Bug 2067342

Summary: Pod latency spikes are observed when there is a compaction/leadership transfer
Product: OpenShift Container Platform Reporter: Mohit Sheth <msheth>
Component: NetworkingAssignee: Jaime Caamaño Ruiz <jcaamano>
Networking sub component: ovn-kubernetes QA Contact: Anurag saxena <anusaxen>
Status: CLOSED DEFERRED Docs Contact:
Severity: medium    
Priority: medium CC: dcbw, rsevilla, sdodson, surya
Version: 4.11   
Target Milestone: ---   
Target Release: 4.13.0   
Hardware: Unspecified   
OS: Unspecified   
Whiteboard: perfscale-ovn
Fixed In Version: Doc Type: If docs needed, set a value
Doc Text:
Story Points: ---
Clone Of: Environment:
Last Closed: 2023-03-09 01:15:41 UTC Type: Bug
Regression: --- Mount Type: ---
Documentation: --- CRM:
Verified Versions: Category: ---
oVirt Team: --- RHEL 7.3 requirements from Atomic Host:
Cloudforms Team: --- Target Upstream Version:
Embargoed:
Bug Depends On: 2069108    
Bug Blocks:    

Description Mohit Sheth 2022-03-23 20:14:57 UTC
Description of problem:
When running node-density on a 120 node cluster, we see some spikes in pod 
 ready latency times. These spikes correspond to a southbound DB compaction. During this compaction time the ovn-controller is not able to connect to a leader.
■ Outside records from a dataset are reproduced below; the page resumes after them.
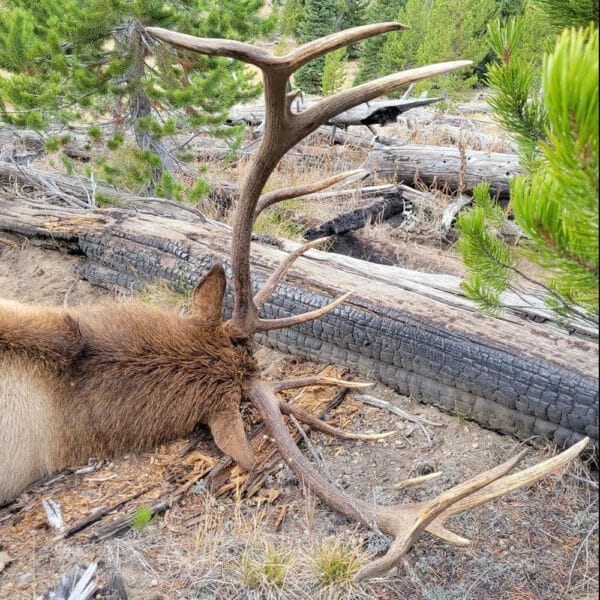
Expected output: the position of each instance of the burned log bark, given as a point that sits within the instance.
(445, 168)
(380, 210)
(413, 331)
(357, 245)
(376, 112)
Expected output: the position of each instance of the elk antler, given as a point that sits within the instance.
(282, 130)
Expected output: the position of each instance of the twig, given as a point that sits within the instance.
(418, 420)
(313, 451)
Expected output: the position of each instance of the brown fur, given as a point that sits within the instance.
(114, 378)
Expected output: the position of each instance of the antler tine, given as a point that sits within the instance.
(270, 324)
(271, 198)
(261, 297)
(297, 382)
(283, 130)
(479, 490)
(423, 513)
(216, 47)
(311, 50)
(316, 423)
(404, 521)
(512, 482)
(314, 116)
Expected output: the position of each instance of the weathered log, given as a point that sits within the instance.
(22, 146)
(61, 189)
(376, 112)
(445, 168)
(415, 332)
(380, 210)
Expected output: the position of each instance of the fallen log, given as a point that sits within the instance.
(55, 188)
(445, 168)
(377, 211)
(376, 112)
(415, 332)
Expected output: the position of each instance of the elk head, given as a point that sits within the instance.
(151, 374)
(282, 130)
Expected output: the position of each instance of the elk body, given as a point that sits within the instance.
(107, 379)
(100, 381)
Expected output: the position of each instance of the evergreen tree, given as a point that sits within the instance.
(334, 71)
(290, 17)
(351, 13)
(320, 18)
(568, 13)
(370, 56)
(556, 202)
(70, 62)
(440, 30)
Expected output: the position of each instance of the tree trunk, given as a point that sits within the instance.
(415, 332)
(445, 168)
(380, 210)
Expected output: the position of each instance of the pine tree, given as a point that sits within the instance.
(440, 30)
(351, 13)
(555, 202)
(334, 71)
(69, 62)
(290, 17)
(370, 56)
(320, 18)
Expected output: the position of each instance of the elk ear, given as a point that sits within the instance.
(227, 429)
(207, 298)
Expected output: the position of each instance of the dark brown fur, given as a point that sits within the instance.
(126, 377)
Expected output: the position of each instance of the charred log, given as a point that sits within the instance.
(524, 378)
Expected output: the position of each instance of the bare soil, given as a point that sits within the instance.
(541, 542)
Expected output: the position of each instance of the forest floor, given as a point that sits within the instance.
(540, 542)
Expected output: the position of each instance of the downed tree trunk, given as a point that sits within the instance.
(376, 112)
(357, 245)
(413, 331)
(380, 210)
(446, 168)
(64, 190)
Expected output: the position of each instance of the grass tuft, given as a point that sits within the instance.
(336, 562)
(266, 567)
(142, 518)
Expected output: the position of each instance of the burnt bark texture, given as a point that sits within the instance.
(374, 212)
(413, 332)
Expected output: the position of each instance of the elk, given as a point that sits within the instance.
(102, 380)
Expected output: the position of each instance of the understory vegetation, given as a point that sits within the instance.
(552, 115)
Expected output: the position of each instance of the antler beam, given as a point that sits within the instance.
(283, 130)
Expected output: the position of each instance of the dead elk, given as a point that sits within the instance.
(107, 379)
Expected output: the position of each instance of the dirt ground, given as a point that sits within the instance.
(541, 542)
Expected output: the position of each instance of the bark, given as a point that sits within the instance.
(445, 168)
(377, 211)
(376, 112)
(415, 332)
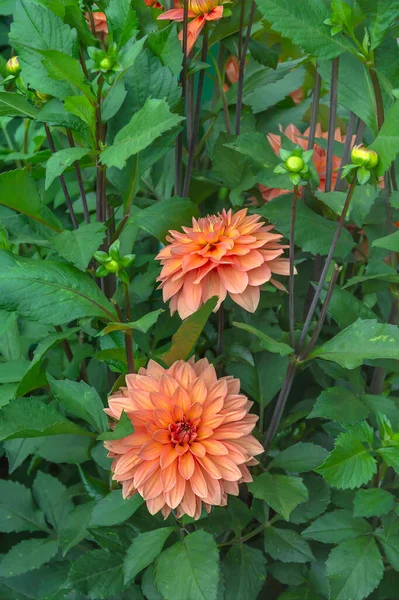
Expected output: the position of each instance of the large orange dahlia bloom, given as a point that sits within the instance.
(191, 443)
(220, 254)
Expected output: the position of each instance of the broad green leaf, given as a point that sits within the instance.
(244, 570)
(337, 526)
(17, 510)
(354, 569)
(340, 405)
(29, 417)
(61, 160)
(386, 143)
(81, 401)
(144, 127)
(51, 496)
(282, 492)
(143, 324)
(374, 502)
(313, 233)
(18, 191)
(351, 463)
(287, 545)
(184, 340)
(50, 292)
(266, 341)
(123, 428)
(114, 509)
(98, 574)
(303, 24)
(299, 458)
(165, 215)
(27, 555)
(144, 549)
(189, 569)
(15, 105)
(364, 340)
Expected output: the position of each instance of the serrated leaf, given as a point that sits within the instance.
(189, 569)
(282, 492)
(50, 292)
(143, 551)
(337, 526)
(354, 569)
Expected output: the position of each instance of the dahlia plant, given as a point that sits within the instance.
(199, 345)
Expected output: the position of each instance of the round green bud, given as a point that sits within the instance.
(294, 164)
(12, 66)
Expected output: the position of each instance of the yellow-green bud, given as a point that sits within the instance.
(294, 164)
(12, 66)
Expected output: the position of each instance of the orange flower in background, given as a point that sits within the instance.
(191, 443)
(200, 11)
(319, 156)
(220, 254)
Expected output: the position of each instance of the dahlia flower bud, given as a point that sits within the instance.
(192, 441)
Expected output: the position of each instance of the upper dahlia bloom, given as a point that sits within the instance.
(319, 156)
(220, 254)
(200, 11)
(191, 443)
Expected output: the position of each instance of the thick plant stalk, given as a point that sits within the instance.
(62, 179)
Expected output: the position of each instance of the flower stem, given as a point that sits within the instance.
(61, 178)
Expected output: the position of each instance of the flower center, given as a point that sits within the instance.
(182, 432)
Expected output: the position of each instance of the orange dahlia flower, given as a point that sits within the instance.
(200, 11)
(220, 254)
(191, 443)
(319, 156)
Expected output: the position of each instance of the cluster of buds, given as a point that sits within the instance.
(363, 160)
(113, 262)
(295, 164)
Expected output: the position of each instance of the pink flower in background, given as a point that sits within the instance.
(192, 442)
(220, 254)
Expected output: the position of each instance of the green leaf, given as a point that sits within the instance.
(61, 160)
(184, 340)
(313, 233)
(350, 464)
(374, 502)
(15, 105)
(29, 417)
(50, 292)
(266, 341)
(51, 496)
(18, 191)
(337, 526)
(364, 340)
(299, 458)
(287, 545)
(123, 428)
(144, 549)
(97, 573)
(143, 324)
(189, 569)
(340, 405)
(114, 509)
(27, 555)
(167, 214)
(17, 510)
(354, 569)
(386, 143)
(81, 401)
(282, 492)
(304, 26)
(144, 127)
(244, 571)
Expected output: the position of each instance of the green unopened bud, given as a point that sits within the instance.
(13, 66)
(294, 164)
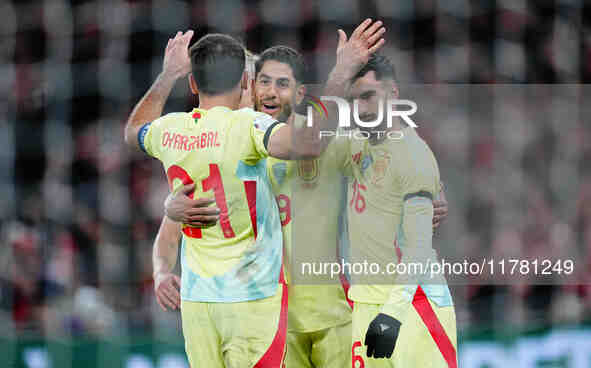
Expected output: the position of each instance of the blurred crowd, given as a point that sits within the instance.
(79, 211)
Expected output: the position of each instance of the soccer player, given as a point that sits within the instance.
(409, 322)
(232, 314)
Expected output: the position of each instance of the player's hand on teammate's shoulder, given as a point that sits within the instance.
(180, 207)
(177, 62)
(354, 52)
(166, 287)
(440, 209)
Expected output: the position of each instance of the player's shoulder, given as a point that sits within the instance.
(260, 120)
(173, 118)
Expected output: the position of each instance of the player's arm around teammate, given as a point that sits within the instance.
(164, 254)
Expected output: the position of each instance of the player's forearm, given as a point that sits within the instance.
(166, 246)
(149, 108)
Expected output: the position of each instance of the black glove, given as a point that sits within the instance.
(381, 336)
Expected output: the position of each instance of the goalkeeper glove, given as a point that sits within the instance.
(381, 336)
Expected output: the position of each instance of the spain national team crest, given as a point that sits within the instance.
(382, 161)
(280, 171)
(308, 172)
Version-Release number of selected component (if applicable):
4.11.0-0.nightly-2022-03-20-160505

How reproducible:
Always

Steps to Reproduce:
1. Run node-density-light on a 120 node vluster

Actual results:
Pod ready latency spikes which cause the P99 to go up

Expected results:
A steady pod ready latency during the test

Comment 2 Dan Williams 2022-11-16 17:29:38 UTC
This should be fixed, or made much better, by the parallel compaction in OVS 3.0. Unfortunately, OVS 3.0 is only built for RHEL9 so can't be included in OpenShift 4.12. If we wanted it built for RHEL8, we'd have to drop one of the OVS streams we currently use in OpenShift to free up QE capacity.
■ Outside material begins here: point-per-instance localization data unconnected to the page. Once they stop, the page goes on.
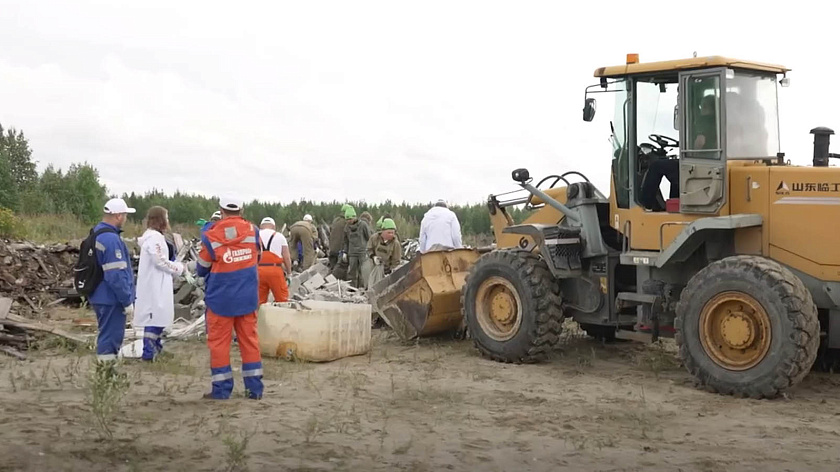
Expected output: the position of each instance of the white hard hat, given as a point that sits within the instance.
(117, 206)
(231, 203)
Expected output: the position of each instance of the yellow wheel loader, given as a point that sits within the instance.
(736, 252)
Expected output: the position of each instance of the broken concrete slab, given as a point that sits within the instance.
(294, 285)
(183, 293)
(314, 283)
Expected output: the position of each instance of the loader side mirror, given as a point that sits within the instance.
(677, 116)
(589, 109)
(521, 175)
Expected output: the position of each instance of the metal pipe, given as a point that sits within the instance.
(512, 202)
(550, 201)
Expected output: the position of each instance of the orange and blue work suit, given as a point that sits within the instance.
(272, 277)
(228, 262)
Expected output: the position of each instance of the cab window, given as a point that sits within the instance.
(703, 117)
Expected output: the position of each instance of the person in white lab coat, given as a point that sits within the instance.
(440, 229)
(154, 308)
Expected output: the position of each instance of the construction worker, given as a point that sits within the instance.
(228, 262)
(384, 248)
(339, 269)
(113, 298)
(155, 307)
(367, 218)
(274, 263)
(217, 215)
(439, 229)
(357, 234)
(302, 237)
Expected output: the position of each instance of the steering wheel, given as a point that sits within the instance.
(664, 141)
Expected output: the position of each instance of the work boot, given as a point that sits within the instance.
(209, 396)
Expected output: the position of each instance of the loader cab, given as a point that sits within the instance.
(676, 123)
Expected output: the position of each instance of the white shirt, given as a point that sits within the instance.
(440, 226)
(276, 244)
(154, 305)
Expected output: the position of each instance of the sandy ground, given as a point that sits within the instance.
(427, 406)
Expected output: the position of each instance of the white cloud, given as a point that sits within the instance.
(361, 100)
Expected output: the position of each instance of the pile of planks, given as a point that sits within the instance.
(17, 332)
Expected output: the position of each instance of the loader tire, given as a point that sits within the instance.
(746, 326)
(512, 307)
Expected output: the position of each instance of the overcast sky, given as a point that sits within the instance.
(367, 100)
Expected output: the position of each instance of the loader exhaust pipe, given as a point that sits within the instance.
(822, 140)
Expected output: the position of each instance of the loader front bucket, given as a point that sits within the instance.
(423, 297)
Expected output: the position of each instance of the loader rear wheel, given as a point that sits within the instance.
(512, 308)
(747, 326)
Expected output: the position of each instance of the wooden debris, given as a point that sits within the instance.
(5, 306)
(13, 352)
(22, 323)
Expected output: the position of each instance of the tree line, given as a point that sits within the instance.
(78, 191)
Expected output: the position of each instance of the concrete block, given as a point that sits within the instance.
(314, 283)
Comment 3 Jaime Caamaño Ruiz 2022-11-17 15:24:34 UTC
Tracking https://issues.redhat.com/browse/ART-5075 where RHEL9 is pulled in for OCP 4.13. Once this is done we can bump to OVS 3.0

Comment 4 Jaime Caamaño Ruiz 2023-02-21 14:11:18 UTC
openssl 3 performance regression in RHEL9 we should keeop an eye on. Might affect OVN controll plane connectivity:

https://bugzilla.redhat.com/show_bug.cgi?id=2168224

Comment 6 Shiftzilla 2023-03-09 01:15:41 UTC
OpenShift has moved to Jira for its defect tracking! This bug can now be found in the OCPBUGS project in Jira.

https://issues.redhat.com/browse/OCPBUGS-9185